Frequently Asked Questions (FAQ)
Common questions about Moltres and their answers.
General Questions
What is Moltres?
Moltres is a Python library that provides a PySpark-like DataFrame API for SQL databases. It compiles DataFrame operations to SQL and executes them in your database, providing SQL pushdown without requiring a Spark cluster.
How is Moltres different from PySpark?
No cluster required: Moltres works with any SQL database, no Spark cluster needed
SQL pushdown: Operations are compiled to SQL and executed in the database
Simpler deployment: Just connect to your existing database
Lower overhead: No cluster management or resource allocation
How is Moltres different from Pandas?
SQL execution: Moltres executes queries in the database, not in Python memory
Lazy evaluation: Queries are optimized before execution
Scalability: Can handle larger datasets (limited by database, not Python memory)
SQL pushdown: Operations compile to SQL for better performance
Which databases are supported?
Moltres supports any database with a SQLAlchemy driver, including:
SQLite
PostgreSQL
MySQL
SQL Server
Oracle
And many others
Usage Questions
How do I connect to a database?
from moltres import connect
# SQLite
db = connect("sqlite:///example.db")
# PostgreSQL
db = connect("postgresql://user:pass@host/dbname")
# MySQL
db = connect("mysql://user:pass@host/dbname")
How do I read data from a table?
# Select all columns
df = db.table("users").select()
# Select specific columns
df = db.table("users").select("id", "name", "email")
# With filtering
from moltres import col
df = db.table("users").select().where(col("active") == True)
How do I read data from files?
# CSV
df = db.load.csv("data.csv")
# JSON
df = db.load.json("data.json")
# Parquet
df = db.load.parquet("data.parquet")
# With options
df = db.load.csv("data.csv", header=True, delimiter=",")
How do I filter rows?
from moltres import col
# Single condition
df = db.table("users").select().where(col("age") > 18)
# Multiple conditions
df = db.table("users").select().where(
(col("age") > 18) & (col("active") == True)
)
How do I join tables?
customers = db.table("customers").select()
orders = db.table("orders").select()
# Inner join
from moltres import col
df = customers.join(orders, on=[col("customers.id") == col("orders.customer_id")], how="inner")
# Left join
df = customers.join(orders, on=[col("customers.id") == col("orders.customer_id")], how="left")
How do I aggregate data?
from moltres import col
from moltres.expressions.functions import sum, avg, count
df = (
db.table("orders")
.select()
.group_by("category")
.agg(
sum(col("amount")).alias("total"),
avg(col("amount")).alias("average"),
count("*").alias("count")
)
)
How do I execute a query and get results?
# Collect all results
results = df.collect() # Returns list of dicts
# Stream results (for large datasets)
for chunk in df.collect(stream=True):
process_chunk(chunk)
# Show first few rows
df.show(10)
How do I see the generated SQL?
sql = df.to_sql()
print(sql)
Performance Questions
Why is my query slow?
Common causes:
Missing indexes - Create indexes on filtered/joined columns
Full table scans - Add WHERE clauses to filter early
Large result sets - Use LIMIT or streaming
Inefficient joins - Ensure join columns are indexed
See Performance Guide for details.
How do I optimize queries?
Create indexes on frequently queried columns
Filter early in the query chain
Select only needed columns
Use LIMIT for exploration
Configure connection pooling
See Performance Guide for more tips.
Does Moltres cache results?
No, Moltres doesn’t cache results.

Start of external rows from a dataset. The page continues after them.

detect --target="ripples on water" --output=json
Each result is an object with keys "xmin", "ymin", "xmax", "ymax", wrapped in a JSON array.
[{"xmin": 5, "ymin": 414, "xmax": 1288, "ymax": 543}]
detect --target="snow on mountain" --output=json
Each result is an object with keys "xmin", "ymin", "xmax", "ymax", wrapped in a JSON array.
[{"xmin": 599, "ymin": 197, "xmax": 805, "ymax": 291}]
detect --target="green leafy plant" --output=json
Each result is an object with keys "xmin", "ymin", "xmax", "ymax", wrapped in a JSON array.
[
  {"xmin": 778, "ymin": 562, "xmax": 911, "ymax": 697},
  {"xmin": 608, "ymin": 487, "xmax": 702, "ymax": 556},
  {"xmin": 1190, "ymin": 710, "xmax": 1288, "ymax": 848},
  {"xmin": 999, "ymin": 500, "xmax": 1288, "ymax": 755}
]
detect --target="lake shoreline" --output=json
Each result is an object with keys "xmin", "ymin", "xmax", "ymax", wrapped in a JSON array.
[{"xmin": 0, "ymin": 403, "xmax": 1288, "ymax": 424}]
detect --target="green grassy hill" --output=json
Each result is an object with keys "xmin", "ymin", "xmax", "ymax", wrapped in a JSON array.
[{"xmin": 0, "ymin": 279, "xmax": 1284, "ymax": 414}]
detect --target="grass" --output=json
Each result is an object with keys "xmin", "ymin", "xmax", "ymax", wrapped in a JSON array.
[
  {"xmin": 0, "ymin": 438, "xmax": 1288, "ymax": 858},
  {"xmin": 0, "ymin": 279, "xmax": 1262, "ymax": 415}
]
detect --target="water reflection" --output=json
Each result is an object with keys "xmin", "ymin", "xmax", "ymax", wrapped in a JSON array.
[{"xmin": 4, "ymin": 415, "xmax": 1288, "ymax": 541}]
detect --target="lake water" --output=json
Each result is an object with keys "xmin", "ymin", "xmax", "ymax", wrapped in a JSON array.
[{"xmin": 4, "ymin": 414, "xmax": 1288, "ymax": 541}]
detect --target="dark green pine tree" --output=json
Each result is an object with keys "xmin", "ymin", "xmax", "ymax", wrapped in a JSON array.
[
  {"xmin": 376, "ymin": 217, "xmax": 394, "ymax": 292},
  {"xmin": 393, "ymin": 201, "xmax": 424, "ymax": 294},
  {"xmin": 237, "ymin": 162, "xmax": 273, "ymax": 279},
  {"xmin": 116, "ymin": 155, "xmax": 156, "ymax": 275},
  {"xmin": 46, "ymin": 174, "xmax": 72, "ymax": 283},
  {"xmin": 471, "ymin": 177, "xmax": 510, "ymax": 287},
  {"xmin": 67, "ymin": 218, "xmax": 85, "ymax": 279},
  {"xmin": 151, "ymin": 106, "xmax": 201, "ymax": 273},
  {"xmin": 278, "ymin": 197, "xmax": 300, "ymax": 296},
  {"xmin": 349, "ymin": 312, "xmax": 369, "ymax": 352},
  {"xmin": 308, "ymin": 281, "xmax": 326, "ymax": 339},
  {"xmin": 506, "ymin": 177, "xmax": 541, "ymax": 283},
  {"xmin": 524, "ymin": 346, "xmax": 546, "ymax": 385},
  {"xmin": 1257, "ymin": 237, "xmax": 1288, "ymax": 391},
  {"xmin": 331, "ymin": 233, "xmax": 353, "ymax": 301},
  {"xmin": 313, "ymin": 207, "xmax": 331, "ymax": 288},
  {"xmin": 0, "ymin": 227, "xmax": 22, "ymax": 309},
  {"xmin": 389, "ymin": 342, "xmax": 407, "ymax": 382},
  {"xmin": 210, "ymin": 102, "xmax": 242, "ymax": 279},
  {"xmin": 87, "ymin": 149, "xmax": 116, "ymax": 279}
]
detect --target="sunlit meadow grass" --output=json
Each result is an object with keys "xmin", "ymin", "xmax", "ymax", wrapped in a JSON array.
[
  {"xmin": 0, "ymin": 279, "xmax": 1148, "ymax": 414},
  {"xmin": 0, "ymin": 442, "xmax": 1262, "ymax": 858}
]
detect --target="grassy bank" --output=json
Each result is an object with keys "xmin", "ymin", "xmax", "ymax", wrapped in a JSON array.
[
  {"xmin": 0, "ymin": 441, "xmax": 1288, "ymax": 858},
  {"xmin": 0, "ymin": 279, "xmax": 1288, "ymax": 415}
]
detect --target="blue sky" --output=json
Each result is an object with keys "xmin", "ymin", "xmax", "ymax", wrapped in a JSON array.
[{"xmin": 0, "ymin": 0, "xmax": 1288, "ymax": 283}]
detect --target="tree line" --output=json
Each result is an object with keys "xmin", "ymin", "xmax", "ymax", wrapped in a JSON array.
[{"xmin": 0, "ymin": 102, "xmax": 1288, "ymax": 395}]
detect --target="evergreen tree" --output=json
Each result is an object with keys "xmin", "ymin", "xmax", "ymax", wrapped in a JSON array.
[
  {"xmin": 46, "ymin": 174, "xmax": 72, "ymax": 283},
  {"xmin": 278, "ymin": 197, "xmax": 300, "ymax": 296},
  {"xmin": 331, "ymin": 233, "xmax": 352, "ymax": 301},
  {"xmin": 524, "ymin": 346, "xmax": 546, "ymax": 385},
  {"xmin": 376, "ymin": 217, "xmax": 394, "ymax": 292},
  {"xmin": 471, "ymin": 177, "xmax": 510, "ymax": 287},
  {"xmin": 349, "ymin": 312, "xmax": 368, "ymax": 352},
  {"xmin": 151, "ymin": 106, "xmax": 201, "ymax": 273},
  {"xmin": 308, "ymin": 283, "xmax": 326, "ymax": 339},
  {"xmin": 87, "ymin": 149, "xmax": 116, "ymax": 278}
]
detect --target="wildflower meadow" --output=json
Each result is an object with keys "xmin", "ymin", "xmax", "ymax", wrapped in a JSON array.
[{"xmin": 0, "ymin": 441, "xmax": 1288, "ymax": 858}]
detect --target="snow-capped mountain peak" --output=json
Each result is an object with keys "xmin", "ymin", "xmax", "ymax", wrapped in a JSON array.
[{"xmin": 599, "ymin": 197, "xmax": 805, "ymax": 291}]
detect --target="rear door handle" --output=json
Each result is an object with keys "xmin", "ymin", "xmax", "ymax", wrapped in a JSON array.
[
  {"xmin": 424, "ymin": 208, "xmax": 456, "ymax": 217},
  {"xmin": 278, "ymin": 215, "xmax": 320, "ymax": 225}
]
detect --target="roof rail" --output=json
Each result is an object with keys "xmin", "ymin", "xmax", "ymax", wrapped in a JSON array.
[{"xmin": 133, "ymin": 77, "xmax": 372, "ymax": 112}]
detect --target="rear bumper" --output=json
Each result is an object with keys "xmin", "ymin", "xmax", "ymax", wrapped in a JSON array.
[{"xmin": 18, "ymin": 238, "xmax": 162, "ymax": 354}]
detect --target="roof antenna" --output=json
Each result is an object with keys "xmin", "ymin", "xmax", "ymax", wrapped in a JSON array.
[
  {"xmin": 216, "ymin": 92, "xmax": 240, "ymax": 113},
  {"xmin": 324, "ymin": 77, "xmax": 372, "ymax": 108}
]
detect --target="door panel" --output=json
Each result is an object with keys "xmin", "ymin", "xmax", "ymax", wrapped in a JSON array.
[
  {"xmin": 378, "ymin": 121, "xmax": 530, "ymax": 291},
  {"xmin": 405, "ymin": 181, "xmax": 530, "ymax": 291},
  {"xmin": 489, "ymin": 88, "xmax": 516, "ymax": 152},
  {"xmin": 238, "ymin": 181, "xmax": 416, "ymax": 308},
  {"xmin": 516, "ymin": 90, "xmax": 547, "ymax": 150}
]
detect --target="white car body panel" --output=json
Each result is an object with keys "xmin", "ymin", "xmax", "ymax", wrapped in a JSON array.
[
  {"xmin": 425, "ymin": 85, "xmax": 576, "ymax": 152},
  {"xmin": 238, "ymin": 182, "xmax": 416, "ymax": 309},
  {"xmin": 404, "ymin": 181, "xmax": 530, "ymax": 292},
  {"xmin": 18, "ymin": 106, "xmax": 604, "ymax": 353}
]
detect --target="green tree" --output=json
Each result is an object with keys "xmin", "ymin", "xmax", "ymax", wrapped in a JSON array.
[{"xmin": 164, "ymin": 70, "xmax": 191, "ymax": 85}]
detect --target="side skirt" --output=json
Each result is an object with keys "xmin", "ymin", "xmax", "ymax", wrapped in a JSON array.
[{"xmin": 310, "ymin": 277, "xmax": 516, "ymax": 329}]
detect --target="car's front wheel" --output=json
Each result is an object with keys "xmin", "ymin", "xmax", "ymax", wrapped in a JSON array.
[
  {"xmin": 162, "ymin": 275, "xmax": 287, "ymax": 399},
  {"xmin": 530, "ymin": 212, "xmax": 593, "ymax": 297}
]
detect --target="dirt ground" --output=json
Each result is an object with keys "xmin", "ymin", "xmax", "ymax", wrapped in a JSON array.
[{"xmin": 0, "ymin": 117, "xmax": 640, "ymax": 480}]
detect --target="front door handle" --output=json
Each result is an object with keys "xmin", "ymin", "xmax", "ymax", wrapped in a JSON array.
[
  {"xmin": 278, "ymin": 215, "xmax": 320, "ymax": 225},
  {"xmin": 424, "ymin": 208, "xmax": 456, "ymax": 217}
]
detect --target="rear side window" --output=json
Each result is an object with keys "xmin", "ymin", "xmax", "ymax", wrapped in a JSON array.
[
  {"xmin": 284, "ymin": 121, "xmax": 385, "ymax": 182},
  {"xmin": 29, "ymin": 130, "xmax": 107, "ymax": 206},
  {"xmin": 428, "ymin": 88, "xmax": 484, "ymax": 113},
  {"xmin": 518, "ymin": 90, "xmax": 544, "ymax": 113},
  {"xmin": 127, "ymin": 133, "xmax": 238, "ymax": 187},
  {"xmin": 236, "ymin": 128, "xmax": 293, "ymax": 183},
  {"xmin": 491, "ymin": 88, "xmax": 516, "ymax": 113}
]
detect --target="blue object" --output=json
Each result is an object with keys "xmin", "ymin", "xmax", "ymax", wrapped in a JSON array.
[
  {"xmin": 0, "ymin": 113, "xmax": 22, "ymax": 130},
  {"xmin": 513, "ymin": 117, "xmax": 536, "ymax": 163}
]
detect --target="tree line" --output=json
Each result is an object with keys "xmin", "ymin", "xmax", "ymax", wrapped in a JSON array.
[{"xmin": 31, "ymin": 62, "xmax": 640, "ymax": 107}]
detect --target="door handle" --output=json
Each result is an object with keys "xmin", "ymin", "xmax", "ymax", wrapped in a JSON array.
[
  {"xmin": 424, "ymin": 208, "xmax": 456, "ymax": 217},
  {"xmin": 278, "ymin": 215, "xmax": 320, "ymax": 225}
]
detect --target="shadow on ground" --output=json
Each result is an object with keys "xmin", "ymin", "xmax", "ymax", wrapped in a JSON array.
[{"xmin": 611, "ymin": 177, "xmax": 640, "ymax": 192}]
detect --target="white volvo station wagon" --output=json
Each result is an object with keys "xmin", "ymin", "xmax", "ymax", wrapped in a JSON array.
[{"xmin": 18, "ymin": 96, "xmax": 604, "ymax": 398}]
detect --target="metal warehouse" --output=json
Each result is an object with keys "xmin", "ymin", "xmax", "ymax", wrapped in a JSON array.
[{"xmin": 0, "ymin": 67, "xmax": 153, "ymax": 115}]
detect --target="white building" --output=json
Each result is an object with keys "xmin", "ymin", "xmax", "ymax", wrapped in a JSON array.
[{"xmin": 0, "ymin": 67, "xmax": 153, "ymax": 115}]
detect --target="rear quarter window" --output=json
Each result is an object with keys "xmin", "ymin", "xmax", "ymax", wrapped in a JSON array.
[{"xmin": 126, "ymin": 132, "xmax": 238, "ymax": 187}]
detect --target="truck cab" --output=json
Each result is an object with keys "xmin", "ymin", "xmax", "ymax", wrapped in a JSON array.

Each query executes fresh in the database. For caching, use:
Database query cache (if supported)
Application-level caching (Redis, Memcached)
Materialized views in the database
Error Questions
What does “CompilationError” mean?
A CompilationError means Moltres couldn’t compile your DataFrame operation to SQL. Common causes:
Unsupported operation for your SQL dialect
Invalid column references
Missing join conditions
Check the error message and suggestion for details.
What does “ExecutionError” mean?
An ExecutionError means the SQL query failed to execute. Common causes:
Table/column doesn’t exist
SQL syntax error
Data type mismatch
Constraint violation
Check the error message and suggestion for details.
How do I debug query errors?
Use
df.to_sql()to see the generated SQLCheck the error message and suggestion
Verify table/column names exist
Test the SQL directly in your database
See Debugging Guide for more help
Configuration Questions
How do I configure connection pooling?
db = connect(
"postgresql://user:pass@host/dbname",
pool_size=10, # Number of connections
max_overflow=5, # Additional connections
pool_timeout=30, # Timeout in seconds
pool_pre_ping=True, # Verify connections
)
How do I set query timeout?
# Via configuration
db = connect(
"postgresql://user:pass@host/dbname",
query_timeout=30.0 # 30 seconds
)
# Via environment variable
# MOLTRES_QUERY_TIMEOUT=30.0
How do I enable SQL logging?
db = connect(
"postgresql://user:pass@host/dbname",
echo=True # Enable SQL logging
)
Feature Questions
Does Moltres support UDFs (User-Defined Functions)?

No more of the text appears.